On the evidence of the past four years, he should never have joined Manchester City, nor should he have been a £100m player. The club and price tag has diminished a player whose defining characteristics were ingenuity and wantonness. This was, at best, a blind spot in City’s scouting and recruitment, and at worst a deep failure.

Of course, £100m doesn’t just buy you Jack Grealish, as City were well aware. It also buys Jack Grealish vibes, “Himbo King energy” (a genuine headline), the most marketable English footballer of his generation and perhaps the nation’s most potent combination of good looks and ability since David Beckham.

Charming, white, just the right degree of relatable, the childhood Aston Villa fan turned club captain. Unashamedly unable to point out England on a map of the United Kingdom; perfectly imperfect. Comfortable with himself, but not uncomfortably so. No man has worn a hairband that well since Bjorn Borg. The hair. The teeth. The calves. The calves.

In March 2023, he signed the most-expensive boot sponsorship deal ever with Puma, around £10m per season. Despite not scoring in the Premier League last year, Grealish anchored Sky’s dire “Merry Football Dartsmas” advert.

He is a global ambassador for Gucci, has deals with Pepsi and Bose and is the face of Hellmann’s mayonnaise, so popular it basically didn’t matter he led their 2024 Euros advert after being dropped. Just smile and grill.

In an inauthentic, homogenised game, trapped behind layers and layers of PR and communications “experts”, there is Grealish. He is an ambassador for the Special Olympics and one of the most generous players to fans with his time and money, especially those with disabilities or serious illnesses. This is good. More of this.

And then there’s the football. At his best, Grealish thrived in a system forged around him, in a team which revered him, at a club which loved him as son and brother. He was never prolific, but largely produced when it mattered. He was conductor and orchestra. He inspired joy, represented hope and possibility. That was enough.

Grealish is the first to say statistics cannot measure everything he does, but this raises more problems than solutions. What does he actually do? Where does he fit? What is a Jack Grealish and how can you tell if yours isn’t working properly?

At the base level, he is a winger. Except modern wingers have long been assessed as either goalscorers or creators, and he is not quite elite at either. He has never scored more than eight goals in a league season or made more than 10 assists.

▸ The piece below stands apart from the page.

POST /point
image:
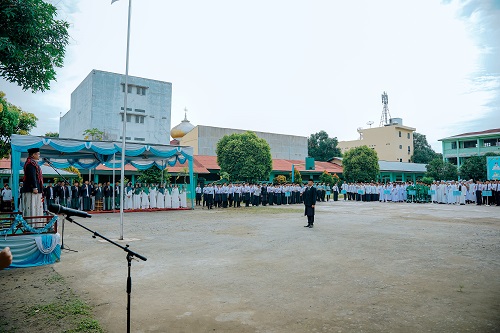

In his book Pep Confidential, Marti Perarnau wrote that Pep Guardiola considers Grealish to be City’s “Rest Station”, someone who can hold up the ball or win fouls to allow his teammates a break. This is largely what he’s become: a cog, a facilitator, a capable drone.

This was one of the great English dribblers, except now he is encouraged to not beat more than one man at a time. He has a knack for scoring from distance, but is told not to shoot from outside the penalty box. It’s not hard to deduce where underperformance has come from.

Somewhere during his time at City, the idea that Grealish would get better by becoming more complete took hold, but that simply isn’t true. This Grealish is worse than the Villa iteration. Just because he’s capable of being a “Rest Station”, that doesn’t mean he should do it. Bill Gates probably would have run a mean Domino’s franchise.

For England – the high church of Grealish mythology – he has been helped by always existing as a theoretical alternative, a Third Way, a shorthand for uninhibited, un-English play, for letting the handbrake off and just letting the boys play, for goodness’ sake.

And because he has never really been allowed to test that theory, because he has started just one major tournament game, he will always exist as a untested supposition. But on the facts – 39 caps, 18 starts, goals against Andorra, Iran, Finland and Ireland – Gareth Southgate was right not to depend on him.

As was trialled under Lee Carsley and has been occasionally continued at City, a move into central or attacking midfield might be next. Maybe it will help. But really what he needs is a move away from Manchester, away from Guardiola, away from a world in which he is a £100m footballer, a world which wants him to be complete.

This is the only hope Grealish has to genuinely revive his career, a return to his natural state, where expectation no longer restricts and exposes his flaws quite so sharply.